GAUNA, H. F.; BOSCH, P.; POLONI, L. A.

COMUNICACIONES BIOLOGICAS

Lugar: Buenos Aires; Año: 1996 vol. 14 p. 46 - 65

0326-1956

Experiments were conducted to examine the effects of a2-adrenergic antagonist yohimbine on primary thirst, hydrosaline renal excretion and the degree of participation of a2 and b1-adrenoreceptor on these functions. Male albino rats (Wistar) were used in all experiments. In Experiment 1, rats were exposed to osmotic thirst by 24 hr water deprivation, after which they received different doses of yohimbina hydrochloride (0.3, 0.6, 3.0 and 6.0 mg/Kg body wt ip).
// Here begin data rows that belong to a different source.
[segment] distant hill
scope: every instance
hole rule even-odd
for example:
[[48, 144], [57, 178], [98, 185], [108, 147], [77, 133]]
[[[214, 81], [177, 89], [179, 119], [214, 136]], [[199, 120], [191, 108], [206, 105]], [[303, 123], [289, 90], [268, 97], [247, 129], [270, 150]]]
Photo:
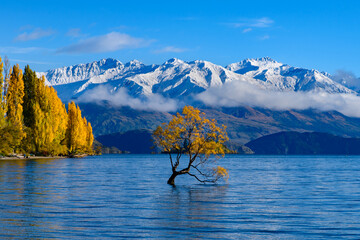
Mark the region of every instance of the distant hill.
[[279, 132], [253, 140], [245, 146], [255, 154], [359, 155], [360, 138], [344, 138], [321, 132]]
[[181, 98], [227, 82], [246, 82], [268, 90], [294, 92], [354, 93], [327, 73], [292, 67], [269, 57], [245, 59], [226, 67], [203, 60], [172, 58], [161, 65], [137, 60], [122, 63], [108, 58], [38, 73], [54, 86], [63, 101], [77, 98], [97, 86], [109, 94], [126, 88], [131, 96], [160, 94]]
[[122, 152], [129, 153], [151, 153], [152, 132], [149, 130], [132, 130], [125, 133], [112, 133], [96, 138], [102, 145], [116, 147]]
[[[207, 118], [225, 124], [230, 140], [240, 145], [282, 131], [328, 132], [342, 137], [360, 136], [360, 119], [347, 117], [336, 111], [274, 111], [252, 107], [209, 108], [203, 105], [197, 107], [206, 113]], [[171, 120], [170, 113], [115, 107], [106, 103], [83, 103], [80, 108], [82, 114], [91, 122], [95, 137], [137, 129], [153, 131], [161, 123]]]

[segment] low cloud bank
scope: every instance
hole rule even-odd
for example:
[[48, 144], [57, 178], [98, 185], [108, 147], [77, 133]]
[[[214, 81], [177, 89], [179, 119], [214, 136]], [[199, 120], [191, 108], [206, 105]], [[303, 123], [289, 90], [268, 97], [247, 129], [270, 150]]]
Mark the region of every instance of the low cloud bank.
[[273, 110], [313, 108], [360, 117], [360, 97], [353, 94], [269, 91], [245, 82], [233, 81], [221, 87], [209, 88], [196, 98], [210, 106], [251, 106]]
[[164, 98], [158, 94], [148, 97], [135, 98], [129, 95], [125, 88], [119, 88], [111, 92], [106, 86], [98, 86], [81, 95], [79, 102], [101, 102], [107, 101], [113, 106], [128, 106], [137, 110], [148, 110], [158, 112], [176, 111], [178, 102], [173, 99]]

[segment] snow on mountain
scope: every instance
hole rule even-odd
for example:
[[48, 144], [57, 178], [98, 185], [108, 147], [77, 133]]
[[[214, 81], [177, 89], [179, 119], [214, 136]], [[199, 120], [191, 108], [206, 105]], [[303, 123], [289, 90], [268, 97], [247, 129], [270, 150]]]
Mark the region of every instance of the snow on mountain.
[[269, 57], [245, 59], [230, 64], [226, 68], [235, 73], [263, 81], [266, 86], [273, 86], [278, 90], [354, 93], [347, 87], [333, 81], [327, 73], [291, 67]]
[[123, 64], [109, 58], [38, 75], [44, 75], [47, 83], [55, 87], [64, 101], [99, 85], [106, 86], [110, 92], [126, 88], [131, 96], [161, 94], [178, 98], [231, 81], [279, 91], [355, 93], [333, 81], [326, 73], [291, 67], [268, 57], [246, 59], [227, 67], [208, 61], [185, 62], [176, 58], [162, 65], [144, 65], [137, 60]]

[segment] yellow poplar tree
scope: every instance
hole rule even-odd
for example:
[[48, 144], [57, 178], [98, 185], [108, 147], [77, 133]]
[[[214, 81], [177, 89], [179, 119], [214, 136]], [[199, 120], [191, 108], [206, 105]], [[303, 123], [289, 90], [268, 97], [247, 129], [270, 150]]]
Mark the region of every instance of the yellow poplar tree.
[[0, 129], [5, 127], [4, 64], [0, 57]]
[[66, 143], [70, 154], [92, 153], [94, 140], [90, 123], [81, 117], [81, 110], [74, 102], [68, 104]]
[[19, 65], [15, 65], [10, 73], [9, 86], [6, 96], [6, 118], [9, 124], [9, 128], [12, 132], [12, 145], [14, 145], [14, 147], [18, 147], [21, 140], [25, 136], [25, 133], [23, 131], [23, 97], [23, 74], [21, 69], [19, 68]]

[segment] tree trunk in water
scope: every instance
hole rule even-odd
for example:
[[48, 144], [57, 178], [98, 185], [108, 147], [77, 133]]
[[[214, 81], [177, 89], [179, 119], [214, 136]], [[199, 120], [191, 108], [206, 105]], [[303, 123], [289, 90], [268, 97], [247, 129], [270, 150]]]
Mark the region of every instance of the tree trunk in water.
[[175, 185], [175, 178], [176, 176], [179, 175], [177, 172], [173, 172], [173, 174], [170, 176], [169, 180], [168, 180], [168, 184], [170, 185]]

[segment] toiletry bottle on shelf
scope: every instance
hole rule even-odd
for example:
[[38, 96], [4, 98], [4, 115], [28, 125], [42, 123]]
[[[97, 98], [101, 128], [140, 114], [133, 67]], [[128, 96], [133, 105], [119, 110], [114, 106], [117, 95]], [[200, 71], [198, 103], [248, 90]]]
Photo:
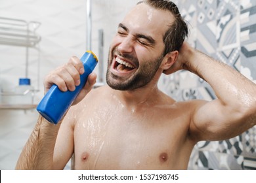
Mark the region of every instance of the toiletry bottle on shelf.
[[14, 105], [32, 105], [33, 88], [30, 85], [30, 79], [19, 79], [19, 84], [14, 89]]
[[85, 86], [88, 75], [98, 63], [96, 56], [91, 51], [87, 51], [81, 58], [85, 73], [80, 75], [80, 84], [74, 92], [63, 92], [55, 84], [53, 85], [37, 106], [37, 111], [46, 120], [54, 124], [58, 124], [66, 110]]

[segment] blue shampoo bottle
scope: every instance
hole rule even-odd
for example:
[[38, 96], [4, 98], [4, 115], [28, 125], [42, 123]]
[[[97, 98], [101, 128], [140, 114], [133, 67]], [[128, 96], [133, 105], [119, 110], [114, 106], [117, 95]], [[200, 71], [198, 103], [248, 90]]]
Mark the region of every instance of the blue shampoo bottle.
[[87, 51], [81, 58], [85, 73], [80, 75], [80, 84], [73, 92], [60, 91], [55, 84], [50, 88], [37, 107], [37, 111], [46, 120], [57, 124], [85, 86], [87, 77], [98, 63], [96, 56]]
Yohimbine induced a significant dipsogenic effect only at 0.6-mg dose. In Experiment 2, the dipsogenic stimulus was a sc injection of NaCl hypertonic solution (hypovolemic thirst), after which animals received a single 0.3, 3.0 or 6.0-mg dose of yohimbine hydrochloride/Kg body wt ip. A significant thirst stimulation was observed for all doses assayed. However, the response was more effective at a 6-mg dose of yohimbine/kg body wt. In Experiment 3 renal-denervated rats with hypovolemic thirst received 6.0 mg of yohimbine hydrochloride/Kg body wt ip. Renal denervation partially blocked the dipsogenic effect of yohimbine. In Experiment 4 the effects of yohimbine (6.0 mg/Kg body wt ip), atenolol (2 mg/Kg body wt ip) and yohimbine prior to atenolol injection in hypertonic solution injected rats, were evaluated. Yohimbine increased water intake and urinary volume, effects which were partially reverted by atenolol. Moreover, yohimbine induced antinatriuresis and antikaliuresis as compared with atenolol. In Experiment 5 mean arterial pressure was determined by carotid artery catheterization. A significant decrease in this parameter after yohimbine injection (6.0 mg/Kg body wt ip) was observed as compared with the previous control period (saline solution of NaCl 0.9 %). We conclude that the hypotensive action of yohimbine partly accounts for increased water intake and that diuresis would not be secondary to the dipsogenic effect since there was no significant correlation between both parameters. The antinatriuretic effect of yohimbine would be secondary to a2-adrenergic proximal tubular reabsortion since yohimbine clocking presynaptic receptors could increase catecholamine release and simultaneously induce the diuretic and antinatriuretic effect.